Caliper is a custom Scrapy webspider for crawling and reporting on website content and urls.
When given a starting url, Caliper will crawl all content on that site within the same domain and generate a report of the urls found, including the HTTP status code, last modified header, content type, content length, size, refering url, and a timestamp of when the page was accessed.
-
Recommended: create and activate a python 3.x virtual environment
-
Use pip to install required python dependencies:
pip install -r requirements.txt
To run the spider, call it with scrapy and specify the url for the site you want to crawl.
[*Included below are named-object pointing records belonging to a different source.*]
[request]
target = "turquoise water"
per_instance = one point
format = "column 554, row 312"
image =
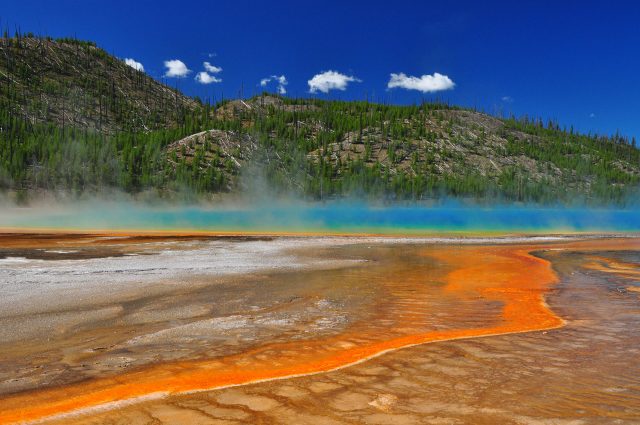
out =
column 338, row 218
Only links within the same domain (local urls or absolute) will be followed
Output format is automatically determined by the file extension (e.g. csv, json, and jl; see scrapy documentation for more details).
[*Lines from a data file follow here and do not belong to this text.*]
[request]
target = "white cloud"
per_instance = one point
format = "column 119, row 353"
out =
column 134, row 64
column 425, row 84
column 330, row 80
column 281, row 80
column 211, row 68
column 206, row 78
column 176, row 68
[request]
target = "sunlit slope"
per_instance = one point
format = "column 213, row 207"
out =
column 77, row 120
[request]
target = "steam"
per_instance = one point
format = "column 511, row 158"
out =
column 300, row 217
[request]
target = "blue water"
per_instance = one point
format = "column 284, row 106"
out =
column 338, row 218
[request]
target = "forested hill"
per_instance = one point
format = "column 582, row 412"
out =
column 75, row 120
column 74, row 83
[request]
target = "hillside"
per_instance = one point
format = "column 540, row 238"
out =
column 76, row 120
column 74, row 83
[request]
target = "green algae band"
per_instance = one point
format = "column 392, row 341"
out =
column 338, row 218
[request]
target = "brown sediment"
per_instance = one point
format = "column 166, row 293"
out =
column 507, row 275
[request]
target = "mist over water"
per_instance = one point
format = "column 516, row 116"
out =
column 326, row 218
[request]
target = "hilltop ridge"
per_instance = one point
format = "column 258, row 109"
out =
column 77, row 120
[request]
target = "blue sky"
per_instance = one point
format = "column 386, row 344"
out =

scrapy crawl caliper -a url=https://cdh.princeton.edu -o cdh-datetime-vXX.csv
When it finishes, caliper will report on any iframes found on the site (with the url where they were found) and any pages with error codes (with the code and the referring url).
Install development dependencies:
pip install -r requirements/dev.txt
If you plan to contribute to this repository, install the configured pre-commit hooks:
pre-commit install
This will add a pre-commit hook to automatically style your python code with `black and isort.
Because these styling conventions were instituted after multiple releases of
development on this project, git blame
may not reflect the true author
of a given line. In order to see a more accurate git blame
execute the
following command::
git blame <FILE> --ignore-revs-file .git-blame-ignore-revs
Or configure your git to always ignore styling revision commits:
git config blame.ignoreRevsFile .git-blame-ignore-revs